Sami Saxton is ready to enjoy an extended cruise with her pal Drew Shaffer. Things are off to a good start when Sami meets Giovanni Gulati, a handsome Italian who has more than a passing interest in her. But their burgeoning and exciting relationship is threatened when Sami sees a ski-masked man watching her, leading her to believe that she’s being followed by a stalker she thought she’d left behind in New York. It only gets more harrowing from there: police board the ship to investigate a missing passenger, and Sami receives a note slid under her door from “a secret admirer”—a list of crossed-out names; she’s next. Someone on the cruise may be an unsavory character from Sami’s past with sinister intentions. The suspense in Douglas’ thriller comes at a slow crawl, but effectively so. The menace onboard is introduced early with a quick perspective from an unknown person secretly keeping an eye on Sami.

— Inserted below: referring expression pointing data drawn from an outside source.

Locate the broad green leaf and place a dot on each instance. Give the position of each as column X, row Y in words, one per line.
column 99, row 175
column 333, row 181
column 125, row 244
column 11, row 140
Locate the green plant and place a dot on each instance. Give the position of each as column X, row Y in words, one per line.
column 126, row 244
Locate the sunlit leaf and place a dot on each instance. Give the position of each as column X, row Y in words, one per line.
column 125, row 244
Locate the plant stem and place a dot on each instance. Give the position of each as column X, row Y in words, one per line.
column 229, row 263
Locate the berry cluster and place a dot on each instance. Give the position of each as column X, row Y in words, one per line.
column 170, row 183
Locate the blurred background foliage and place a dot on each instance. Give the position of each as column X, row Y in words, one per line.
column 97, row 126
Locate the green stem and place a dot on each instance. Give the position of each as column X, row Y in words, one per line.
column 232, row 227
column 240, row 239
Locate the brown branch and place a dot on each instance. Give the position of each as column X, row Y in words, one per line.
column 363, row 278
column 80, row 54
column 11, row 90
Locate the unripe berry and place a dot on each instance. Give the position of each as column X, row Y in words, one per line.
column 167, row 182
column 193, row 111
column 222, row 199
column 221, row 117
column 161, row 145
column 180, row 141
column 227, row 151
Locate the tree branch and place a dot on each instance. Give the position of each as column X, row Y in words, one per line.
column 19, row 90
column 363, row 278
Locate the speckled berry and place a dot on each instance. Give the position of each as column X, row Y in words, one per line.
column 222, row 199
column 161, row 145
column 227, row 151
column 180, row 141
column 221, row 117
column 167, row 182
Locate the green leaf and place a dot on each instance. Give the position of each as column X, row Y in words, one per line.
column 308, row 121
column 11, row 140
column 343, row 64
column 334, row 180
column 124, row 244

But much of the story is devoted to Sami’s time with Giovanni. Their romance is never tacky or excessively melodramatic; it’s a believable relationship with a suitor who alternates between amorous gestures and, on one of their dates, standing Sami up. Author Wickard will have readers on edge before the weirdo in a ski mask even makes an appearance: married Drew reignites a dangerous affair with a shrink, and Sami notices seemingly unfounded animosity from Mr. Delphino, Giovanni’s caretaker. The story doesn’t present itself as a whodunit, so while the identity of the masked man isn’t too surprising, it doesn’t diminish him as a genuine threat to Sami and Drew. Overall, Wickard efficiently delivers a narrative that’s like a methodical, white-knuckle grip of the throat, the tension gradually getting tighter.
A leisurely paced but ultimately rewarding, riveting thriller.

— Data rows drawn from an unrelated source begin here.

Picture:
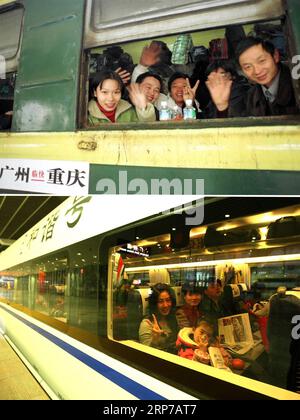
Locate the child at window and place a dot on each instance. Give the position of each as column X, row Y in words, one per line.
column 108, row 107
column 194, row 344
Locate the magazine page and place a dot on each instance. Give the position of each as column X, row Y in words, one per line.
column 235, row 333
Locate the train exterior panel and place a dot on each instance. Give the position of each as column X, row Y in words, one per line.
column 50, row 100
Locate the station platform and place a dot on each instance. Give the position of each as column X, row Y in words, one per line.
column 16, row 381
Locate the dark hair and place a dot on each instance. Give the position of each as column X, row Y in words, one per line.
column 251, row 41
column 226, row 65
column 144, row 76
column 156, row 290
column 176, row 76
column 165, row 54
column 99, row 78
column 191, row 287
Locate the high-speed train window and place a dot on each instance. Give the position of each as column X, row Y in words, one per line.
column 226, row 298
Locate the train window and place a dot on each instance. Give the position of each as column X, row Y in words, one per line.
column 106, row 24
column 250, row 290
column 10, row 34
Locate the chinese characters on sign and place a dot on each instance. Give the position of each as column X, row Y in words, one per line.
column 44, row 176
column 43, row 232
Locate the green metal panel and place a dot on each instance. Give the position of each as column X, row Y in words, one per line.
column 127, row 179
column 293, row 8
column 48, row 74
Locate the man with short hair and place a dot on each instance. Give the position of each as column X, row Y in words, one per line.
column 272, row 93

In Wickard’s debut thriller, a recently divorced woman flees the city for the country on a course destined to cross a serial killer.
Samantha, better known as Sami, leaves her unfaithful husband and her old life behind to take refuge at an old family home with her loyal Weimaraner, Blue. Unfortunately, since the cabin had been vacant for years, unhinged Smitty had assumed it was abandoned and was using it for dead body storage—young women who become his “wives” only after he’s killed them. In the ownership dispute, Smitty devises a way to make the cabin his again, whether or not Sami is willing to leave. Wickard’s novel colorfully illuminates the two synchronized protagonists, each displaying profound characteristics: Sami has trouble adjusting to her new life and Smitty balances his secret life with his normal one, with a (living) wife and infant daughter at home. Most of the violence is inferred, but tension is sustained by looming hostility. There are signs of violence at the cabin (a hacked beaver tail, for example) and Sami awakens more than once in her hotel room with Blue growling at the front door. Blue is such a well-defined character that he’s more friend than canine, to the point where Sami’s human friend Drew pales in comparison. Smitty’s surveillance of Sami helps establish him as a menacing presence, but the story achieves greater momentum when Smitty faces a conflict in the form of a teenage girl whose obsession with him is more aggressive than he could have imagined. Smitty refers to his smile as his “greatest weapon,” and that’s ultimately what makes him so terrifying. His starting point for murder is not a brutal act, but a genial expression.
Assertive characters with distinct backgrounds provide a solid foundation for the story of a killer on the hunt.